About the project
The BioPCFC project will build basic knowledge on materials science and engineering for enabling with waste biogas fuelling of Proton Conducting Solid Oxide Fuel Cells. The novel functional materials will have a sulphur tolerance enabling robust and flexible fuelling from various renewable waste feedstocks. Foreseen advantages of this distributed combined heat and power technology using renewable sources are improved electrical efficiency (> 40%), and negligible levels of NOx and SOx pollutants compared to competing combusting engines and microturbines. The BioPCFC project addresses main problems of fuel cell efficiency and sulphur (S) tolerance in high temperature proton conducting fuel cells (PCFC) along three entirely novel routes with increasing risk/reward impact, related to the functional properties of materials in the anode and the electrolyte. Stable proton conducting solid oxide electrolyte with a controlled minor oxide ion contribution will be studied to achieve higher fuel utilization and supply of remaining H2O in the anode for internal reforming of CH4 and oxidation of CO. These are expectedly stable towards H2S. The project additionally includes a pioneering investigation of proton and oxide ion transport in sulphates, oxosulphates, and mixed oxoacid salts that are stable at high temperatures in the presence of SO2 and are hitherto unexplored in terms of ionic transport. Partial (or in principle full) replacement (alloying) of Ni by less noble metals, like Co, Fe, and Mn will be explored taking benefit of the more reducing atmosphere of PCFC anodes. Finally novel pathways for anode concepts in BioPCFC will include novel mixed proton-electron conducting electrocatalysts, proton and hydrogen in metallic oxides, transport of neutral hydrogen in oxides and sulphur-containing compounds.
Objectives
The main objective of the BioPCFC project is to design and test novel proton conducting fuel cell fuelled with waste biogas.
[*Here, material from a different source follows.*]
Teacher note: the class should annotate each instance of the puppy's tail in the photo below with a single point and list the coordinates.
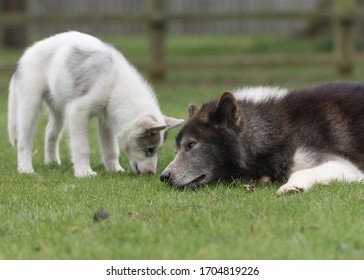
(12, 112)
The sub-objectives are to investigate novel pathways with increasing risk/reward impact to tailor the functional properties of the anode and the electrolyte:
- Investigation of proton conducting electrolyte with controlled minor oxide ion contribution using knowledge based materials;
- Investigation of proton and oxide ion transport in sulphates, oxosulphates, and mixed oxoacid salts;
- Full or partial replacement (alloying) of Ni by less noble metals, like Co, Fe, and Mn;
- Investigation of novel mixed proton-electron conducting electrocatalysts and sulphur-containing compounds for medium to high S stability;
- Investigation of transport of neutral hydrogen in oxides.
Any breakthrough in these routes will have large impacts in the Fuel Cells and Membranes communities.
Financing
The project is funded by Research Council of Norway under the NANO2021 programme, project number 219731.
Cooperation
The project lasts 3 years and is led by UiO in collaboration with SINTEF.